Role of T-cell receptor V beta 8.3 peptide vaccine in the prevention of experimental autoimmune uveoretinitis

作     者：ZHANG Rui YANG Pei-zeng WU Chang-you JIN Hao-li LI Bing HUANG Xiang-kun ZHOU Hong-yan GAO Yang ZHU Lian-xiang Aize Kijlstra 

作者机构：Zhongshan Ophthalmic Centre Sun Yat-sen University Guangzhou 510060 China Department of Immunology Sun Yat-sen University Guangzhou 510089 China Division of Immunology Children＇s Hospital Boston Harvard Medical School Boston MA 02115 USA Animal Sciences Group Wageningen University and Research Centre Lelystad Eye Research Institute Maastricht and Department of Ophthalmology Academic Medical Centre University of Amsterdam the Netherlands 

出 版 物：《Chinese Medical Journal》 (中华医学杂志（英文版）)

年 卷 期：2006年第119卷第9期

页      面：740-748页

核心收录：

学科分类：1002[医学-临床医学] 1001[医学-基础医学(可授医学、理学学位)] 100102[医学-免疫学] 10[医学] 

基　　金：This study was supported by grants from Innovation Research Groups (No. 30321004) and Guangdong Famous Doctor Project (No. 2004  199) 

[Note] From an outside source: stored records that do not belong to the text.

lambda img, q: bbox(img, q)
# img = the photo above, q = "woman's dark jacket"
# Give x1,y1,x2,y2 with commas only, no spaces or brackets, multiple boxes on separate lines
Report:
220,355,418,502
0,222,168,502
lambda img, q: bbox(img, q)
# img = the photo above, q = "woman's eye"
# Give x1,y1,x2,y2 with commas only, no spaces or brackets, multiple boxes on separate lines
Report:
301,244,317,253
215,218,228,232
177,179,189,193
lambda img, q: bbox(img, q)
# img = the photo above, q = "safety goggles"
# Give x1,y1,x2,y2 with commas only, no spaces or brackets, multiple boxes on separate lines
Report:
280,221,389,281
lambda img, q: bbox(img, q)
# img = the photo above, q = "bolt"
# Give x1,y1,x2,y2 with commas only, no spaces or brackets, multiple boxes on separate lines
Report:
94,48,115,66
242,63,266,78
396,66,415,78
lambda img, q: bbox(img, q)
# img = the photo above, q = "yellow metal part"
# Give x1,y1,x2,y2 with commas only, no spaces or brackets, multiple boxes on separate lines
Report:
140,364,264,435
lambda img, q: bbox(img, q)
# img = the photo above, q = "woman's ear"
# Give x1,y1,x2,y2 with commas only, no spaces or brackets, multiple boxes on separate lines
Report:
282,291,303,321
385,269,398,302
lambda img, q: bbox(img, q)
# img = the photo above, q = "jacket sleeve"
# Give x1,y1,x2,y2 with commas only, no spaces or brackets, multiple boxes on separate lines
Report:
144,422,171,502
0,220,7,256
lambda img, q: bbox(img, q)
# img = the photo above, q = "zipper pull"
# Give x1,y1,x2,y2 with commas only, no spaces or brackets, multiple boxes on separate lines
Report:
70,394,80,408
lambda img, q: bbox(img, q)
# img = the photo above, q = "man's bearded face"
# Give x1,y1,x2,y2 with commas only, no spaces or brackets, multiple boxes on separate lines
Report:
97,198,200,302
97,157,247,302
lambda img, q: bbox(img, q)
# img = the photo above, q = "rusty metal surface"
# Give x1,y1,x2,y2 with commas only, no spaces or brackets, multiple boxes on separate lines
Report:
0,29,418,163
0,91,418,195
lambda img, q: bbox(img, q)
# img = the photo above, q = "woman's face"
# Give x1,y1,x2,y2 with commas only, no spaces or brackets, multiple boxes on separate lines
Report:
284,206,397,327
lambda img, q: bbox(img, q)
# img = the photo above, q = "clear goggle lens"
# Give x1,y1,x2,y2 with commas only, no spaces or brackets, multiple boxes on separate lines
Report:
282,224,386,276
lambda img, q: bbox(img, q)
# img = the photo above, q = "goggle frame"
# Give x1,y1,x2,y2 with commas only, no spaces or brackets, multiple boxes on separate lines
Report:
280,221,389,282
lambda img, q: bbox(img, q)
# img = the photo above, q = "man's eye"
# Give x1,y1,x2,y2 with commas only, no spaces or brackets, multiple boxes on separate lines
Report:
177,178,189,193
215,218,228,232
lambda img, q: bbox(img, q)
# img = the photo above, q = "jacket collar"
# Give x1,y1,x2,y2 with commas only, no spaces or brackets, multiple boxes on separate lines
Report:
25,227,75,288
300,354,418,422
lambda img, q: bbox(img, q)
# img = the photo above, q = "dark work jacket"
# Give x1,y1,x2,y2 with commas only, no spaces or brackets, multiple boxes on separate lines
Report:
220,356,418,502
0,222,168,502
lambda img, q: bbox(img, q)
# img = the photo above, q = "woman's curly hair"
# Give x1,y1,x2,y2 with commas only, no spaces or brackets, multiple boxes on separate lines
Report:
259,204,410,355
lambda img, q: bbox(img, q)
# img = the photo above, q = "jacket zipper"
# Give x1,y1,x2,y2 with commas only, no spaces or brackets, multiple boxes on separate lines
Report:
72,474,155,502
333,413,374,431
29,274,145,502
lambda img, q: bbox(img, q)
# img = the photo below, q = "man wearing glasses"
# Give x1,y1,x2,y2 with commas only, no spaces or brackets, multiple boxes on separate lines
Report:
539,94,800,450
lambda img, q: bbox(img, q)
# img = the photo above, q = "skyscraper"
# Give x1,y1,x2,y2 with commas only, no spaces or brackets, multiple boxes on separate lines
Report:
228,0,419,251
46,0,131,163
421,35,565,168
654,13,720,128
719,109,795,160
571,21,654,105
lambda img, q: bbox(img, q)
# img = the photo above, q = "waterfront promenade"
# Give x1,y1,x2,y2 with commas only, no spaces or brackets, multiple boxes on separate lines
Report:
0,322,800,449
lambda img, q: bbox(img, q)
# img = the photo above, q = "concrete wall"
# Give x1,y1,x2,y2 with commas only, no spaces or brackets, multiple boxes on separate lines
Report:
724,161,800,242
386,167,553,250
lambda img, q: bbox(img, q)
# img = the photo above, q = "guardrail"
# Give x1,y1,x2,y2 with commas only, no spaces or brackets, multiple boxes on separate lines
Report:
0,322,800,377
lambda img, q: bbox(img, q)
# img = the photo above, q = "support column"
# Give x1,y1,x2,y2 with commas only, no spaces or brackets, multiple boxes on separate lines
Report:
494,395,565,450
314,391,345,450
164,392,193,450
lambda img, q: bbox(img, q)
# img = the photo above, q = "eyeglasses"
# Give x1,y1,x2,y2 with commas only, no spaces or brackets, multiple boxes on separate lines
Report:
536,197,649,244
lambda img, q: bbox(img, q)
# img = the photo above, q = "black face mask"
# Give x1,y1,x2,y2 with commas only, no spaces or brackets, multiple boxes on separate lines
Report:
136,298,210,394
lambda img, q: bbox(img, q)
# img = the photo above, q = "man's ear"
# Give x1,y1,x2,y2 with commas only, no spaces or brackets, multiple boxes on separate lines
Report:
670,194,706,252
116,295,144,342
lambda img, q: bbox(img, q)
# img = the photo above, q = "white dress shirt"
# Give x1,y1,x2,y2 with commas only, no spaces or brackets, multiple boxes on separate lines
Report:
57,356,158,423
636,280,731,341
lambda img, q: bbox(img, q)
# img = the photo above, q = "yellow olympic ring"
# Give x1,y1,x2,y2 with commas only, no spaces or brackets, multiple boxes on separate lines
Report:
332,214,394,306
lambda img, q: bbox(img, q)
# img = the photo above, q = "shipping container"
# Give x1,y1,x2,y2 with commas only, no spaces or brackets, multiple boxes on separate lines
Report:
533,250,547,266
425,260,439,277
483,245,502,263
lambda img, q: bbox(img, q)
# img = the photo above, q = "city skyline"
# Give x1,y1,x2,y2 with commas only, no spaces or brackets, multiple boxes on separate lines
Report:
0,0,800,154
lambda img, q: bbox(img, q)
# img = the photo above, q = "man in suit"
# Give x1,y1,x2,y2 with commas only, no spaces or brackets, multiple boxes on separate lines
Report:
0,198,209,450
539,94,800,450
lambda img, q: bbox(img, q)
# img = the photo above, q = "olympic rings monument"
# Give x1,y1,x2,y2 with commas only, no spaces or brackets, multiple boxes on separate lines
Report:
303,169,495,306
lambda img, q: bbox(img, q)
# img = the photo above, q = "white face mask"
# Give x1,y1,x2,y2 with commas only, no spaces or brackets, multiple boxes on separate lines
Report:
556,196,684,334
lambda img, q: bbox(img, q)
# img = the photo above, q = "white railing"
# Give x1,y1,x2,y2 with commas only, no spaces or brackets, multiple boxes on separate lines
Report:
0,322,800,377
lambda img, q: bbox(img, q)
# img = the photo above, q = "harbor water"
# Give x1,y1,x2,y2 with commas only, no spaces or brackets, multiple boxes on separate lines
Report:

主　　题：uveoretinitis autoimmune T-cell receptor peptide vaccine 

摘      要：Background T-cell receptor （TCR） plays an important role in the development of autoimmune diseases. Recently, it was reported that immunization of animals with TCR peptide derived from the pathogenic cells could prevent autoimmune diseases. The aim of this study was to investigate whether vaccination with a synthetic peptide from the hypervariable region of TCR Vβ 8.3, an experimental autoimmune uveoretinitis （EAU）-associated gene, was able to prevent the disease. Methods EAU was induced in Lewis rats by immunization with IRBP R16 peptide emulsified in complete Freund＇s adjuvant （CFA）. The clinical and histological appearances were scored. Delayed type hypersensitivity （DTH） and lymphocyte proliferation were detected. Cytokine levels of aqueous humour, supernatants of cells from spleen and draining lymph nodes were measured by enzyme linked immunosorbent assay （ELISA）. Gene expression of TCR Vβ8.3 on CD4^＋ T cells was examined by real time quantitative polymerase chain reaction （PCR）. Results After vaccination, the intraocular inflammation was significantly mitigated, antigen specific DTH and lymphocyte proliferation responses were suppressed, interleukin （IL）-2 in aqueous humour, interferon （IFN）-γ and IL-2 produced by the spleen and draining lymph node cells were significantly decreased, whereas the production of IL-4 and IL-10 were increased. The response of draining lymph node cells to TCR Vβ 8.3 peptide was enhanced after vaccination. Inoculation with CFA alone did not affect the severity of EAU and the above parameters. The suppression of EAU was much stronger in the group of four fold inoculations than the group of two fold inoculations. The expression of TCR Vβ 8.3 gene was significantly reduced in the group of fourfold inoculations. Conclusion Vaccination with the synthetic TCR Vβ 8.3 peptide could remarkably inhibit the development of EAU.